Abstract-Parallel implementations of Turbo decoding has been studied extensively. Traditionally, the number of parallel sub-decoders is limited to maintain acceptable code block error rate performance loss caused by the edge effect of code block division. In addition, the sub-decoders require synchronization to exchange information in the iterative process. In this paper, we propose loosening the synchronization between the sub-decoders to achieve higher utilization of parallel processor resources. Our method allows high degree of parallel processor utilization in decoding of a single code block providing a scalable softwarebased implementation.
I. INTRODUCTION
Since its invention in 1993, Turbo coding has been a hot research topic both in academy and industry. Parallelization of the computationally intensive Turbo decoder [1] has been studied extensively. In addition to hardware-based Turbo decoders, software-based Turbo decoders have been implemented using General Purpose Processors (GPP) [2] , Digital Signal Processors (DSPs) [3] , [4] , [5] and stream processors [6] . [7] often consist of a large number of parallel processing elements with reduced dynamic scheduling support. Thus, the key challenge in utilizing the massive amount of parallel processing elements is to get the problem expressed in high enough number of parallel threads. Compared to DSP and FPGA, GPGPU has higher performance price ratio because of larger commercial market, thus performing computational intensive tasks in communication area by GPGPU are attracting more and more researchers.
General Purpose computing capable Graphics Processor Units (GPGPU)
There are several prior works on GPGPU turbo decoder implementations [8] , [9] , [10] , [11] . They all have restricted the number of parallel sub-decoders (SD)/threads to mitigate the "edge effect" caused by the Code Block (CB) division, and, therefore, cannot effectively utilize all the processing elements available in GPUs. The highest reported single CB decoding throughput has been 7.97Mbps on Nvidia C1060 with 6 iterations [10] . By utilizing the Nvidia GTX470 GPU with 2048 simultaneously decoded CBs, the paper [11] presents a decoder with 25Mbps throughput using 6 iterations. However, in addition to the average throughput, also the decoding latency of a single CB has strict requirements. While the 25Mbps throughput is quite good, the increased latency in decoding of a single CB reduces its practicality.
In this paper, we demonstrate that the number of parallel SDs can be as high as the number of bits in a CB, while Block Error Rate (BLER) performance is maintained acceptable by adding more iterations.
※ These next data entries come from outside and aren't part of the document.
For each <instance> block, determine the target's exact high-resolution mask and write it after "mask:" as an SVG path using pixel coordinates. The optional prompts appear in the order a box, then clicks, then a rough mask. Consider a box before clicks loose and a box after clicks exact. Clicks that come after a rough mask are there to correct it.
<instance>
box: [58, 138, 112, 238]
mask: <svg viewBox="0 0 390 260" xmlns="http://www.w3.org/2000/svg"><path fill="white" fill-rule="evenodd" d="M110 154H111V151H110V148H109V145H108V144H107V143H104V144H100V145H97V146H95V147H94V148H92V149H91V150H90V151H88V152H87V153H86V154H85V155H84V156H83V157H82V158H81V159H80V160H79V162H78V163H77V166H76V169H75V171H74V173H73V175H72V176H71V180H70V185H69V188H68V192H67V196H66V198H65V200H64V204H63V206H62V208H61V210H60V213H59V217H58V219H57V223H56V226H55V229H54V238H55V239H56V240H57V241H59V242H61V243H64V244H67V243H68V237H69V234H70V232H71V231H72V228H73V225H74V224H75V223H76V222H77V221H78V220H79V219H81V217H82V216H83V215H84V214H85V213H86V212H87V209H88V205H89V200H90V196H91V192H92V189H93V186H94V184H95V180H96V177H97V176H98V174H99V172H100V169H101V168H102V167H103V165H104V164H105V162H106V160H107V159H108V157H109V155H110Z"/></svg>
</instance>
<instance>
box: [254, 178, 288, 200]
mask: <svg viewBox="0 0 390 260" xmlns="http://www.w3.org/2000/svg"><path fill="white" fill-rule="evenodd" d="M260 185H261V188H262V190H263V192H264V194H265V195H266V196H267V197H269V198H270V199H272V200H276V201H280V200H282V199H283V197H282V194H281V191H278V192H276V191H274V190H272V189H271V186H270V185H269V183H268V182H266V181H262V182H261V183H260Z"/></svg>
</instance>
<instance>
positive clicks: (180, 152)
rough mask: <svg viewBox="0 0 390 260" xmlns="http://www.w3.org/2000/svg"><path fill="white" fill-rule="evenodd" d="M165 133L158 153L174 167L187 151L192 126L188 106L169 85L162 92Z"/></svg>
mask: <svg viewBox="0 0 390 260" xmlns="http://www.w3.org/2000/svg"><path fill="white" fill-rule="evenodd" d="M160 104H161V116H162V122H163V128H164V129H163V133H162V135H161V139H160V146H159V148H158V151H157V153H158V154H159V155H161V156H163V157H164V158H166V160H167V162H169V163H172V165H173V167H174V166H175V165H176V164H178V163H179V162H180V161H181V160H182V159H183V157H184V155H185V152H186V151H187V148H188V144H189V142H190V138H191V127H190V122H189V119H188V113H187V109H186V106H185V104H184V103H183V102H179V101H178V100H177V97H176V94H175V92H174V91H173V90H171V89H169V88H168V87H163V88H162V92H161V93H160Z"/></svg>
We also demonstrate that these SDs do not need to be synchronized strictly, and find out the asynchronous range of SDs by simulation. By loosening the synchronization requirements across the SDs, we can utilize all the processing elements of the GPU for single CB decoding. The resulting Turbo decoder can reach up to 122 Mbps throughput using a mid-range GPU.
II. OPENCL PROGRAMMING MODEL
Open Computing Language (OpenCL) [12] is a standard for heterogeneous parallel programming that is nowadays common in parallel programming, especially when targeting GPUs. OpenCL is used for defining the program of the proposed implementation.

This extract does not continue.